Urgences du CHIC : Nous accueillons les patients dans des conditions qui ne sont pas acceptables !

« Nous accueillons les patients dans des conditions qui ne sont pas acceptables ! » Une vingtaine de soignants des urgences du centre hospitalier, réunis par Sud Santé hier, estiment urgent de disposer de plus de lits dans les services pour absorber les flux de patients.

Les seize box du service des urgences du centre hospitalier de Quimper font le plein actuellement, comme souvent l’hiver ou l’été, pic épidémique ou pas. « Ce matin, nous avions encore trois personnes âgées de plus de 85 ans entrées aux urgences dans la nuit, alitées, dans le couloir, en attente de pouvoir monter dans un service », témoignait, hier, une soignante des urgences. « Parfois sept, huit ou neuf patients se retrouvent dans cette situation, en même temps », a assuré l’un de ses collègues. Autour d’eux, une vingtaine d’aides-soignants, infirmiers et médecins du service venus témoigner « de conditions d’accueil inacceptables des patients ». « Aux urgences, on fait de plus en plus régulièrement patienter des personnes pendant des heures, dans les couloirs ou dans des petites pièces comme des salles de bain ou des bureaux, sans sonnette, des espaces pas prévus pour cela, avant de leur trouver un lit dans un service », décrivent plusieurs infirmières et aides-soignantes.

Libérer des lits d’aval

Tous réclament, a minima, « l’application réelle d’un protocole interne qui prévoit de libérer un lit dans chaque service d’hospitalisation vers 11 h le matin, alors que les sorties se font plutôt l’après-midi ». Si, c’était le cas, insistent-ils, « nous aurions quatorze lits à disposition pour orienter les personnes traitées par les urgences, cela permettrait de mieux gérer les flux de patients », signifient ces professionnels. Quatorze infirmiers, aides-soignants, médecins et internes travaillent chaque nuit aux urgences. lls sont près de vingt à la mi-journée.
« Ce n’est pas tant un problème de personnels, que de lits », émet l’un d’eux. « Le problème, c’est que l’hôpital est désormais sous-dimensionné en lits de médecine et de chirurgie. La direction nous dit qu’il faut privilégier l’ambulatoire ou l’hospitalisation à domicile », pointe Jean-Paul Sénéchal, de la section Sud Santé. « Les patients et leurs familles se montrent souvent compréhensifs, mais pour nous c’est très frustrant : on quitte le service en ayant le sentiment de ne pas être allé au bout de notre mission », signifie une soignante. « Et puis cela pose clairement la question de la sécurité des patients », s’exclame une autre. « De leur intimité aussi, lorsqu’ils sont mis en attente de trop longues heures dans un couloir », souligne l’une de ses collègues.
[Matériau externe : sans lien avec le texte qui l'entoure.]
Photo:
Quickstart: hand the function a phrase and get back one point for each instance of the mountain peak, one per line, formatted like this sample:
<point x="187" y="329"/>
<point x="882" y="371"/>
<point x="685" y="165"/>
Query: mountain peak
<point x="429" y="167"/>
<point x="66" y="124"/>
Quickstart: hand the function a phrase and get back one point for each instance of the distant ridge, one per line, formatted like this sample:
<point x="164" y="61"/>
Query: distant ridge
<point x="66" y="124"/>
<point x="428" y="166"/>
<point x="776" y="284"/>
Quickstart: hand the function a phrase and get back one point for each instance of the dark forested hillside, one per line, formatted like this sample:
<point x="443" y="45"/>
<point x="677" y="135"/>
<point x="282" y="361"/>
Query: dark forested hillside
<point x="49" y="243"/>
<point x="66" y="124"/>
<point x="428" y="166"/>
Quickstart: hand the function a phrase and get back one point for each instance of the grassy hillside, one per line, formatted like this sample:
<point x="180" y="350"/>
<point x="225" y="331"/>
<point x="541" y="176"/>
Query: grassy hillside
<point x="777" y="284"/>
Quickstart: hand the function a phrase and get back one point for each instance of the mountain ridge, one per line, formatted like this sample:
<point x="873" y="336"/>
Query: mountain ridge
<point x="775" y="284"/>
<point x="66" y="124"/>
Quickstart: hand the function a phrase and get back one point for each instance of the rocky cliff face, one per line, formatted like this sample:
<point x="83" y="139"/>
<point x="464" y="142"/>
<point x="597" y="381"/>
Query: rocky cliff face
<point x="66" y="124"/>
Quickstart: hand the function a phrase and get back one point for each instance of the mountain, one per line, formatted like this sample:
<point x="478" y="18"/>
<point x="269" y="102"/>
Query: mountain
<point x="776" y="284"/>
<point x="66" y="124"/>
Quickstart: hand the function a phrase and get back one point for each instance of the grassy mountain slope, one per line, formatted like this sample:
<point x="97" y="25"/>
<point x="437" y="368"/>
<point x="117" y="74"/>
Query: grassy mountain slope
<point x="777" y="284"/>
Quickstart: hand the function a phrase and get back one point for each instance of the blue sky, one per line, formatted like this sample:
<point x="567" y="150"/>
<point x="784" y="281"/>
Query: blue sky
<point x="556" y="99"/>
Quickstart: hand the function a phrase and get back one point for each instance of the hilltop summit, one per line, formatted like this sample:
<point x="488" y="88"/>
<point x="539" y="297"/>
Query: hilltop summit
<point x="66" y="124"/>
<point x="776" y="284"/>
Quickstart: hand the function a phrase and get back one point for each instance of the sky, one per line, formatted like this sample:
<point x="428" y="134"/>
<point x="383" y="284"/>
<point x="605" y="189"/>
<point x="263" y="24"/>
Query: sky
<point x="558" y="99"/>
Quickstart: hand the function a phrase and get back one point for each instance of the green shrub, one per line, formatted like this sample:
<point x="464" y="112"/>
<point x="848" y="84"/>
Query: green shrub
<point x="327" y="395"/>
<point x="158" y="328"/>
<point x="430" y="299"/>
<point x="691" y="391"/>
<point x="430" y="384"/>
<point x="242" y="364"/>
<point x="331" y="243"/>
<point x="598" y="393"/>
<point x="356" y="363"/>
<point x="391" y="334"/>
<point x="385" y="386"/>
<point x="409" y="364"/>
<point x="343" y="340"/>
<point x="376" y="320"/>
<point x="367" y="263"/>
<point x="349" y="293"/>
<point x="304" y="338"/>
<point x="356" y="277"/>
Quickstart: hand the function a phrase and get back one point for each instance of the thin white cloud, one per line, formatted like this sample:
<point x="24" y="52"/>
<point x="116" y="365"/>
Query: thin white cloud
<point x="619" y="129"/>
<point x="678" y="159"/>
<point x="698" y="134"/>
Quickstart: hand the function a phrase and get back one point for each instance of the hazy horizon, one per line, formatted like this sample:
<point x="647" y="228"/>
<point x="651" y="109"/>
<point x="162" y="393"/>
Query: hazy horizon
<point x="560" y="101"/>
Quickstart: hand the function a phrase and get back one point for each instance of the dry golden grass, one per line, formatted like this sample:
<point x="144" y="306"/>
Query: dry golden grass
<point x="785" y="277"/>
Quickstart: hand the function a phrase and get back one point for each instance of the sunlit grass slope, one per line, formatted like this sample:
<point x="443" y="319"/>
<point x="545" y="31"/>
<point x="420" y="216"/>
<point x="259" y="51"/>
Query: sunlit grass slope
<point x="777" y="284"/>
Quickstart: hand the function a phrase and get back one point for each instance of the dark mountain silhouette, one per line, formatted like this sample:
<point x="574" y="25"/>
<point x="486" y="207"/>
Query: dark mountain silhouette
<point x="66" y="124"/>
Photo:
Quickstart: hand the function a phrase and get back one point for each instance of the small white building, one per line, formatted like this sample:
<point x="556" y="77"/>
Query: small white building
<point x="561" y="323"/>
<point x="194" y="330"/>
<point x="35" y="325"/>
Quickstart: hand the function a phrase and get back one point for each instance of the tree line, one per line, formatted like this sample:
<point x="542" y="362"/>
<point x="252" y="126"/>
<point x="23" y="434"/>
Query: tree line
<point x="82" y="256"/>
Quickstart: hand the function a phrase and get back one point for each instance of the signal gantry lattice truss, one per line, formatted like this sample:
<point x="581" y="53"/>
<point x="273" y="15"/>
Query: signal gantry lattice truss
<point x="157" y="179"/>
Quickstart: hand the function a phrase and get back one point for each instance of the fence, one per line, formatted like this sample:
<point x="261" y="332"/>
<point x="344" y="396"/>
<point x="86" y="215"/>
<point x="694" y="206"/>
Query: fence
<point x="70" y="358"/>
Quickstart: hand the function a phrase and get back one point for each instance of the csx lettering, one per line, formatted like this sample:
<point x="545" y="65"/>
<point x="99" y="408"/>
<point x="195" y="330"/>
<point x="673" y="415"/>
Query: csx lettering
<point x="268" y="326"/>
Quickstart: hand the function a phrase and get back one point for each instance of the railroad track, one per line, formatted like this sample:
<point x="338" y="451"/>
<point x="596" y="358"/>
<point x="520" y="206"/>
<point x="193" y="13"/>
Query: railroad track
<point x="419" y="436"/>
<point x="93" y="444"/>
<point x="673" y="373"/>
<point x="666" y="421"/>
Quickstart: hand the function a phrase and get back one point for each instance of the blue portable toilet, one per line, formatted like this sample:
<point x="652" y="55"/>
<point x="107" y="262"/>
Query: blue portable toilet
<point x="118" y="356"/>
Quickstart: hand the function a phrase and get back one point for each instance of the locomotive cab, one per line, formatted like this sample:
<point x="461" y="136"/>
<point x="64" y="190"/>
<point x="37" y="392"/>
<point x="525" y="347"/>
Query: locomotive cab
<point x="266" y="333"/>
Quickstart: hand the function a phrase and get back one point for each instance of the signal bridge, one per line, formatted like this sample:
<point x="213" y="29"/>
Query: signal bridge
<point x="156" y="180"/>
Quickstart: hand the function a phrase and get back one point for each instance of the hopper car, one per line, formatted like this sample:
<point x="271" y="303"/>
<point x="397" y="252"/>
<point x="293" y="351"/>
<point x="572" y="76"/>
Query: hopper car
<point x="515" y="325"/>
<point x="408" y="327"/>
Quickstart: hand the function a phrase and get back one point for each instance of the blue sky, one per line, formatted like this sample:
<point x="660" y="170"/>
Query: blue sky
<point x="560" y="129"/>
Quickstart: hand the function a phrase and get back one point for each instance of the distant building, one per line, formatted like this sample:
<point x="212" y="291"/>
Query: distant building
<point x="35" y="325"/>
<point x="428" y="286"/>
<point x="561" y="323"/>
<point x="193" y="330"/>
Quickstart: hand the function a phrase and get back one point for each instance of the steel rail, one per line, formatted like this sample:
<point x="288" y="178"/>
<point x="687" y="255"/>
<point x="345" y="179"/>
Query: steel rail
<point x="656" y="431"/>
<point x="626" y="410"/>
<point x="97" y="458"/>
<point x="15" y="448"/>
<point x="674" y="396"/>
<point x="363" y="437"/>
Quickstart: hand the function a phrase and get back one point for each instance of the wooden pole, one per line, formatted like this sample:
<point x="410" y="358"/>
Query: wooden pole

Environ 150 passages par jour

De son côté, le secrétaire général du centre hospitalier confirme que « l’activité reste tout à fait soutenue aux urgences avec, toujours, des pathologies hivernales ». « Le Chic dispose de capacités pour hospitaliser les patients en fonction des besoins, avec des délais dans l’attente d’un lit d’hospitalisation », expose Nicolas Mével. « On reste aux alentours de 150 passages aux urgences par jour, dans le cadre d’un pic d’activité saisonnière qui justifie les consignes indiquées aux usagers la semaine dernière (le Télégramme du 12 janvier) », complète-t-il. La direction de l’hôpital prévoit de faire un point, la semaine prochaine, sur ses organisations. Parallèlement, une réflexion, évoquée mardi en commission médicale d’établissement, y débute sur un dispositif « hôpital en tension ».